Her arrival aroused the desired impact and a steady stream of ‘Oooooooh’s and ‘Aaaaaaaaah’s. She was unrecognizable. Her classmates didn’t really know what to do with themselves having such an oddity in their midst. But judging by the approval on the teacher’s faces, I declared Operation Dracula a Grrrrreat Success, and was on my merry way. Until I saw her again.
When I came to pick her up at the school’s daycare, her makeup was as good as gone by now and her hair hung in hardened strands around her baby face. The first thing she said to me, as if continuing an ongoing conversation was: “But next year I want to be a princess…”
Hiding my disappointment in her baffling inability to appreciate individuality and uniqueness, I tried to point out that it had not all been in vain. The kids were genuinely frightened (although it was probably more of the fact that she was not a princess than of her dark demeanor). I also mentioned that the teachers were thoroughly impressed, and that she had really contributed to furthering the cause of true creativity and keeping the real spirit of carnival alive. Her school friends listened in attentively to my speech, trying desperately to understand, but mostly just smiling innocently, perfectly content in their princess uniforms. I gave up and dragged the sulky faced Norah home where the discussion continued, now with father defending his theory on what a 5-year-old girl should wear and feel.
In the end, if she ever manages to retain a memory of this day, it will go down as ‘the day I couldn’t be a princess’. Empathizing with her only after the fact, I felt really guilty for having robbed her of a classic little girl experience. Oh, yes, there’ll be other opportunities, and I’ll make sure we do right by her then. She can live out her princess fantasies until they reach their natural expiration date, for all I care. But would that be the right thing to do…
What is this little girl princess obsession anyway? Was it always this way? Did little girls dream of being princesses before the existence of fairy tales? Or are the brothers Grimm and Hans Christian Andersen to blame for everything?

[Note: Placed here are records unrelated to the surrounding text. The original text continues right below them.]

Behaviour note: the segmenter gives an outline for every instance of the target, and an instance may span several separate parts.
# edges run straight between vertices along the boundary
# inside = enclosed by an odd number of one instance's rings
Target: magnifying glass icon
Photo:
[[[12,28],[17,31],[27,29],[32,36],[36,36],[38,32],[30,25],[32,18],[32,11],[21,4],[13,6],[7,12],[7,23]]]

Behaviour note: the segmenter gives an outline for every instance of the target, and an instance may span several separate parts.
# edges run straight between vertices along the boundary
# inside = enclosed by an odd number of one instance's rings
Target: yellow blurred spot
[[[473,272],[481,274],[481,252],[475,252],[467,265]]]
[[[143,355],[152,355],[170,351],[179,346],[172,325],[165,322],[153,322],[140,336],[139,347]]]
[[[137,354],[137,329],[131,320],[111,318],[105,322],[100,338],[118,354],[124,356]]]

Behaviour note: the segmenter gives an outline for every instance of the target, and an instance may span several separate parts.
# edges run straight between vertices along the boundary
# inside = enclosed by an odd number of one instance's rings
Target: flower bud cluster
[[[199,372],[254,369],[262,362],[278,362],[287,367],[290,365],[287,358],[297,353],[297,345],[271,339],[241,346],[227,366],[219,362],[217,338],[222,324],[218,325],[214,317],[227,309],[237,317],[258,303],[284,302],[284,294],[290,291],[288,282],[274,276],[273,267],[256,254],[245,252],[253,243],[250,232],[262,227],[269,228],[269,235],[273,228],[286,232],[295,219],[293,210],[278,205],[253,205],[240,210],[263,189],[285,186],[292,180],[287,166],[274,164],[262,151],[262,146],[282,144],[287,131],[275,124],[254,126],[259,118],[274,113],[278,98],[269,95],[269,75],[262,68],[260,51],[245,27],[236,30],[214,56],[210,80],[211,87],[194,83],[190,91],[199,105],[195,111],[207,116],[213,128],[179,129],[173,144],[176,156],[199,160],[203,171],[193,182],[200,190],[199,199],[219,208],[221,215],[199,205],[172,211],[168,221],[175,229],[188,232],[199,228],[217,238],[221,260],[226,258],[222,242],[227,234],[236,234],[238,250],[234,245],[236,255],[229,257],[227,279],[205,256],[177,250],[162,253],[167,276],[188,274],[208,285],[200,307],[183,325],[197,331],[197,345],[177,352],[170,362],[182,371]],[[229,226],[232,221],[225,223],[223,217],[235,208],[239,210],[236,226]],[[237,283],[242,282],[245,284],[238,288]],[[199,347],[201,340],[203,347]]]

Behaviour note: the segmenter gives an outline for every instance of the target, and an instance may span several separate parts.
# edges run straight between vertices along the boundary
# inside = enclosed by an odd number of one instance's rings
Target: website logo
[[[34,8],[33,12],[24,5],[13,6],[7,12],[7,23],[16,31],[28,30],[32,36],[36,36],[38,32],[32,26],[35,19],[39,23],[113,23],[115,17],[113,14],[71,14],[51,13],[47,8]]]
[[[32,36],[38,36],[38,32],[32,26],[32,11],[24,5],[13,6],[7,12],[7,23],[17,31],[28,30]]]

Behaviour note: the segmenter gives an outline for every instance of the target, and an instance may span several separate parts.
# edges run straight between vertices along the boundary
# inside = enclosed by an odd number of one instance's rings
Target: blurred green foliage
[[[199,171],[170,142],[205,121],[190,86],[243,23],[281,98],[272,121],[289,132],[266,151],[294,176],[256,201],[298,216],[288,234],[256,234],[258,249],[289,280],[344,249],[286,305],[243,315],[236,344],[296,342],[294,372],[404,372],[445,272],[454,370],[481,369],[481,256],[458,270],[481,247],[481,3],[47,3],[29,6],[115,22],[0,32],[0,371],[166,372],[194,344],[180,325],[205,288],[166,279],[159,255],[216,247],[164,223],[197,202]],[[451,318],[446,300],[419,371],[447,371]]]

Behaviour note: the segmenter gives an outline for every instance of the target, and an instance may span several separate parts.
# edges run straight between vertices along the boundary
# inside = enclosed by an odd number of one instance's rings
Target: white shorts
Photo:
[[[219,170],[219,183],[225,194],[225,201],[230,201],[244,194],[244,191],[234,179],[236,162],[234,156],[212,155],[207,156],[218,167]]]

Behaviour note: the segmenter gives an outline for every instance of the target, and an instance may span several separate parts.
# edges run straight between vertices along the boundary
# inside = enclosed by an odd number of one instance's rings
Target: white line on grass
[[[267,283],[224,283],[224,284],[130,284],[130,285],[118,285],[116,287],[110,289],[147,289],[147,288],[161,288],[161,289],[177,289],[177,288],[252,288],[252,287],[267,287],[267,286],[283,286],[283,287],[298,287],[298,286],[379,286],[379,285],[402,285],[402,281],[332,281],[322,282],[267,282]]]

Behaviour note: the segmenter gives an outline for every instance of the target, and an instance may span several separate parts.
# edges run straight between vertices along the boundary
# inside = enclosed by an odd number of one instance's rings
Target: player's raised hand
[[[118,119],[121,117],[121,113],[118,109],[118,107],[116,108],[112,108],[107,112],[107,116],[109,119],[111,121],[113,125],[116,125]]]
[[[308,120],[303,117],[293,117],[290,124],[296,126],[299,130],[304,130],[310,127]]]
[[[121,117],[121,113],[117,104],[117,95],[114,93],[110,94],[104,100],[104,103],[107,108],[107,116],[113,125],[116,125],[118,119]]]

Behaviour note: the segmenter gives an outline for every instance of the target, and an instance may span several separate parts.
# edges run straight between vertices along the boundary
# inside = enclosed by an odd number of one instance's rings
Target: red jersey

What is a princess, but the epitome of femininity, of what a woman can achieve according to our society rules. But does this still apply? In spite of all the progress we’ve made in securing equal rights for women, why do we still tell these tales to our children? And, more strangely, why does the princess archetype continue to carry such enormous appeal to the little ones and not so little ones?
Maybe because it’s a promise that there’ll always be someone out there to take care of you, even when your parents are gone. The fear of being left alone or orphaned is a hefty threat at any age, but especially to children. That’s why we teach boys to bypass loneliness by attracting a mate using his strength and wit. While we teach girls to be lovely, to cook and be humble.
But, in this day and age, aren’t there other ways we can ward off potential loneliness? There must be some other alternative archetypes we can explore. I think we are long overdue for a review of our lore and whether it’s helping us move forward or holding us back in the clutches of ignorance.
Some months later Norah was once again confronted with the Dracula affair, while I was reviewing the photographs taken by teachers throughout the year on the school’s website.
There she sat, right next to the princesses, positively bizarre and out of place, but absolutely stunning to me. She examined the photo in silence, with a barely there smile of satisfaction and just a hint of malice. And then I knew. I knew that maybe it had not all been as traumatic as I thought, and that it just might have had the right effect: to have her think, however briefly, out of the princess box.